On only one question related to religion--membership in a church or synagogue--did the answers of poll respondents concur with the county as a whole. Fifty percent of respondents to the new survey described themselves as members of a religious institution, virtually identical to the 51% who responded in kind to a countywide 1991 Times Orange County Poll.

Times pollster Mark Baldassare and others pointed to a variety of reasons, ranging from the region's many young adults struggling to balance the demands of children and careers to the seductive pull of the area's spectacular mountains, lakes and golf courses.

"This area is so family- and neighborhood-oriented and we tend to associate those characteristics with religion and church-going," said Baldassare, an urban sociologist at UC Irvine. "But so far, it appears to be a community where people spend more time outdoors on weekends than they do indoors in churches."

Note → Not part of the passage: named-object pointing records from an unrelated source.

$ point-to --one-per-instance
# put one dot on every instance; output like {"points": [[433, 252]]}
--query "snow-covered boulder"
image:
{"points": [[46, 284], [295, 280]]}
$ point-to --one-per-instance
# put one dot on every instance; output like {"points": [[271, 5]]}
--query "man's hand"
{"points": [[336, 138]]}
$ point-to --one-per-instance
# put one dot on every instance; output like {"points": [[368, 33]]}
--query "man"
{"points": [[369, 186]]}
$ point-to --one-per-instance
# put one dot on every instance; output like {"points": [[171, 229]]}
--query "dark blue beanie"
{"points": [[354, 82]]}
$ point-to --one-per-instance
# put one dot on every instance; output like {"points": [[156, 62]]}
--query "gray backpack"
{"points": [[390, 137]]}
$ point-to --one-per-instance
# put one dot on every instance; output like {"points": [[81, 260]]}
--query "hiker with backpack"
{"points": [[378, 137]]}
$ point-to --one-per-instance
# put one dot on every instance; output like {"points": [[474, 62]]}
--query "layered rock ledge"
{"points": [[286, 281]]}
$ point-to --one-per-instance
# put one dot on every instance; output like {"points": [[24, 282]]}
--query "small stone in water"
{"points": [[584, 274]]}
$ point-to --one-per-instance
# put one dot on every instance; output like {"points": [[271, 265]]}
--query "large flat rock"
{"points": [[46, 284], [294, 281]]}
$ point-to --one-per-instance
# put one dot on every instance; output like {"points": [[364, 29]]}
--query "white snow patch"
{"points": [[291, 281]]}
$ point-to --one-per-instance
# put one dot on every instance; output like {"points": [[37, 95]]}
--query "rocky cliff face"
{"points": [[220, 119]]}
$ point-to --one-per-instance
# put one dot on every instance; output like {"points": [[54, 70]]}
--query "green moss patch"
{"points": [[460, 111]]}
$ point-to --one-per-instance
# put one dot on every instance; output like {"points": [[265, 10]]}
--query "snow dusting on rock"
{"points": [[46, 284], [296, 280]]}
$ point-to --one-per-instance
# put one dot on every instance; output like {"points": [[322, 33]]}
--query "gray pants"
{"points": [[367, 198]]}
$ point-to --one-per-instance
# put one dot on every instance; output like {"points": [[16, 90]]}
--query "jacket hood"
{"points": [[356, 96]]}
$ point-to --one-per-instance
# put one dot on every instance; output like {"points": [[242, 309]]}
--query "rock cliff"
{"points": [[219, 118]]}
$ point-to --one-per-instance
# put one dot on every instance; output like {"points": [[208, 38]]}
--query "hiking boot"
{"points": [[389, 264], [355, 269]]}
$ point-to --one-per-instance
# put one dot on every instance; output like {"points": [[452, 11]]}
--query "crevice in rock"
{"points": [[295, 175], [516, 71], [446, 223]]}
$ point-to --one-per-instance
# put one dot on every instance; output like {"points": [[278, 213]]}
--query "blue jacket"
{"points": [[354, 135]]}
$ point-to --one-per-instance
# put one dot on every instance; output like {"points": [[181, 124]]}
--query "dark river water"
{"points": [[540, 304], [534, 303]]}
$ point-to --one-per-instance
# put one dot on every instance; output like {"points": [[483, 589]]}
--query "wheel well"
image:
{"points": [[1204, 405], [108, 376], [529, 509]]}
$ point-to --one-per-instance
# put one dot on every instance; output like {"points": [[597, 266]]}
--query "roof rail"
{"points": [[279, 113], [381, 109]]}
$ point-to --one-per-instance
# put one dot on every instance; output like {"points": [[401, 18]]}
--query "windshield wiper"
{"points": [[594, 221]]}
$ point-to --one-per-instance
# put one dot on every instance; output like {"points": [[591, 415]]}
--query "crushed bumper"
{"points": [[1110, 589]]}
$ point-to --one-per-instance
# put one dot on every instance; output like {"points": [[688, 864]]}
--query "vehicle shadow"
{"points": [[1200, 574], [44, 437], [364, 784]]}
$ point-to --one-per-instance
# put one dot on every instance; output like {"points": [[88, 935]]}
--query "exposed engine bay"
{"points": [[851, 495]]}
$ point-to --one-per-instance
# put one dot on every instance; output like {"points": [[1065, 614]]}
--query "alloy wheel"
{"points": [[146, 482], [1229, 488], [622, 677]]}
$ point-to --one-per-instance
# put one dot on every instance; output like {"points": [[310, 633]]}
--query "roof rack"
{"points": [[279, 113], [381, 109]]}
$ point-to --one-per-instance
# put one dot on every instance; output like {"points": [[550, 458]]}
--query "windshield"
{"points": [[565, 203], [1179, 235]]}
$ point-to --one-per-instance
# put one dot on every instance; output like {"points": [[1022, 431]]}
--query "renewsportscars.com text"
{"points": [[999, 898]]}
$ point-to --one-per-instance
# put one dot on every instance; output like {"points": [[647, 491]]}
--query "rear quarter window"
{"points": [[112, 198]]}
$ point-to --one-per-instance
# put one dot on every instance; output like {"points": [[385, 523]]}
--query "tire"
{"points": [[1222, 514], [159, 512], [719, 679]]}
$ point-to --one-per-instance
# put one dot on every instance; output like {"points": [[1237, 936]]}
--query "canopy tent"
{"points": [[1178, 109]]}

Still, the foothills area boasts numerous churches, including the huge Saddleback Valley Community Church in Foothill Ranch, with Sunday attendance of about 8,000 and San Francisco Solano Catholic Church in Rancho Santa Margarita, which has about 4,000 members.

And, given the exigencies of life for many residents, San Francisco Solano's Father Michael Pecharch says he finds it remarkable that his parishioners manage to be as active in the church as they are.

"We have many young families, with both parents working in order to buy out here, and often driving very long commutes," Pecharch said. "Given that, we have an amazing amount of young families involved."

Barbara Priestley knows well just how difficult it can be to make it to church each weekend.

Priestley, 41, of Rancho Santa Margarita said she doesn't attend services at the nearby Church of Jesus Christ of Latter-day Saints because she works part time at Mervyn's on Sundays in addition to her full-time, weekday job as an office receptionist. She said her family, who moved from Utah in late 1990 and bought a house near the peak of the Southern California market, needs the income.

Nonetheless, her husband and two children are regulars at the Sunday services, she said.

The pastors interviewed said the challenges involved in bringing in worshipers also include the age of the residents. Rancho Santa Margarita, for instance, is made up largely of baby boomers, a generation that has tended to be suspicious of organized religion.

Also, many of the area's residents are forced to spend long hours commuting during the week, prompting a desire to stay very close to home on the weekends.

Said Beals: "They really just want to stay home and enjoy their quarter-acre."